Elhassani is accused of conspiring with others from fall 2014 through summer 2015 to provide personnel, money, tactical gear and other material support and resources to Islamic State of Iraq and Syria, court records show.
Between March 23, 2015, and April 7, 2015, Elhassani also aided and abetted “Individual A” and “Individual B,” by providing them tactical gear and funds “for their use in fighting for ISIS,” court records state.
Elhassani has a right to be tried within 70 days of her indictment, but she has given her speedy trial right and the judge designated her case as so complex additional time is needed for the government to produce and the defense to digest tens of thousands of pages of evidence and recordings in preparation for trial.
Assistant U.S. Attorney Joshua P. Kolar and defense attorney Thomas A. Durkin jointly asked for additional preparation time.
Kolar said the government's case is based on information classified as secret. He said it would take as long as four months for government agencies to complete background checks of court's staff who may handle the evidence.
Durkin said he will be looking for overseas witnesses in connections with her confinement in an ISIS "prison camp where she was tortured" and a Kurdish camp in Syria. He said it is questionable whether the witnesses can be identified or located although he expects to hire an investigator he has previously used in other terrorist defense cases.

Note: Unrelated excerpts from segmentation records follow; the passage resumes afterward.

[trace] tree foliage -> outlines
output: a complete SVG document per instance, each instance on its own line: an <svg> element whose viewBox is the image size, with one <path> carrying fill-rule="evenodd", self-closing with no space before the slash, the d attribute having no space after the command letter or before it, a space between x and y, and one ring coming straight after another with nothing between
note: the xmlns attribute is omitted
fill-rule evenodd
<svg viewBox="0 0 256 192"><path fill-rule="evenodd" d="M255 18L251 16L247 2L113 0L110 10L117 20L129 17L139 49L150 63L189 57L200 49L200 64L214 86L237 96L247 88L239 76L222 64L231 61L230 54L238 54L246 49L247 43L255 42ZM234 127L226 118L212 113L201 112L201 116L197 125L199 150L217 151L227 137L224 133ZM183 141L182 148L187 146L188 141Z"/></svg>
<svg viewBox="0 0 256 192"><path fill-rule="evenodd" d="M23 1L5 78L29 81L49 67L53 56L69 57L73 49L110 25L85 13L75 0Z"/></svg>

Durkin said he will file a budget with the court containing anticipated defense expenses that will include a second defense attorney, a clerk and possibly others. They and Durkin are being provided to Elhassani at taxpayers' expense.
Durkin also asked the court to request Elhassani receive mental health testing for anxiety and depression that could be a result of post-traumatic stress from her ordeal in Syria.
In April, Elhassani painted herself in an interview with PBS’ “Frontline” as a reluctant wife of an ISIS terrorist who was forced to move with her family to Syria, where her husband became an ISIS sniper in the midst of a long-simmering civil war.
The Islamic State of Iraq and Syria is a militant group that gained control of large parts of Syria and Iraq four years ago. Hundreds of Americans traveled to fight for militants. U.S.-backed forces in the Middle East have expelled the terrorists from most of that territory during months of heavy fighting.
Her husband died in the fighting and she was detained by U.S.-backed Syrian Democratic Forces after fleeing with her U.S.-citizen children and returned to the United States and arrested by federal agents.
A federal grand jury indicted her in March, the same month Elhassani was transferred from the SDF’s custody to U.S. law enforcement and charged in the Northern District of Indiana.
Elhassani’s children, all minors, were reportedly in the custody of the Indiana Department of Child Services as of July.